When Data Handling Alters Physical Interpretation: HVAC’s Missing Evidence Layer

By Greggory Butler

1. The Discovery That Should Stop the Industry

A recent 2026 study published in Energy and AI reveals something the HVAC industry has not formally acknowledged:

The conclusions about thermal comfort are not stable.

Using the same dataset and the same machine learning model, the researchers demonstrated that simply changing how missing data is handled produces materially different interpretations of physical reality.

  • Measured-only data: Ta:MRT ≈ 1.9:1
  • ML with missing data patterns: Ta:MRT ≈ 4.46:1

This represents a 135% shift in variable importance—without any change in the underlying environment.

Source: Guo et al., Energy and AI (2026),
https://www.sciencedirect.com/science/article/pii/S2666546826000352

Let’s be precise about what this means:

The system did not discover different physics.
It produced different conclusions based on data handling.


2. The Illusion of Stability

HVAC has long operated under a foundational assumption:

Better models → better predictions → better decisions

This study demonstrates that assumption is incomplete.

Because:

The conclusions themselves are conditional—not on environmental reality, but on how missing data is treated.

When mean radiant temperature (MRT) is absent:

  • It is often substituted (MRT ≈ Ta), or
  • Left for the algorithm to interpret

This introduces:

  • Artificial correlation
  • Suppressed radiant influence
  • Distorted system behavior

The result is a model that appears consistent, but is not physically anchored.


3. Accuracy Without Truth

One of the most important findings in the study is this:

The most accurate model (lowest error) produced the most misleading interpretation of reality.

This occurs because imputation:

  • Reduces variability
  • Simplifies prediction
  • Collapses distinct physical variables

Which creates:

A system that improves predictive performance
while degrading physical meaning.

This distinction—between accuracy and truth—is not enforced in current HVAC workflows.


4. When AI Learns the Wrong System

The study used LightGBM, a widely adopted machine learning framework.

Like many modern models, it:

  • Treats missing data as signal
  • Routes null values through decision trees
  • Learns patterns from absence

This creates a fundamental misalignment:

The model is learning data collection behavior, not environmental physics.

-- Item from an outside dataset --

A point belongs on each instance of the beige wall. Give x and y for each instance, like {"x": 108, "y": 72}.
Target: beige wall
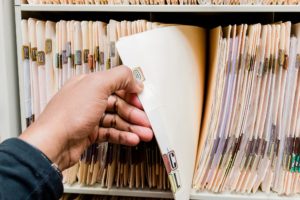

Because machine learning optimizes aggressively:

  • It reinforces those patterns
  • It amplifies bias
  • It presents artifacts as insight

This is not a failure of AI.

It is a failure of input integrity.


5. The Root Cause: Missing Reality at Origin

The study correctly identifies:

  • Missing data
  • Imputation bias
  • Policy-driven variability

But these are downstream effects.

The upstream failure is this:

The environmental state is not fully captured and preserved at the moment it occurs.

Everything that follows—

  • Imputation
  • Reconstruction
  • Modeling
  • Interpretation

—is an attempt to compensate for that absence.


6. Reconstruction Is Not Observation

Once environmental state is incomplete, two options remain:

  • Fill the gap (impute)
  • Remove the gap (exclude)

Neither restores reality.

Because:

Reconstruction is not measurement.

Yet reconstructed data is routinely treated as equivalent to observed conditions.

This creates a structural condition where:

Reality becomes dependent on data policy.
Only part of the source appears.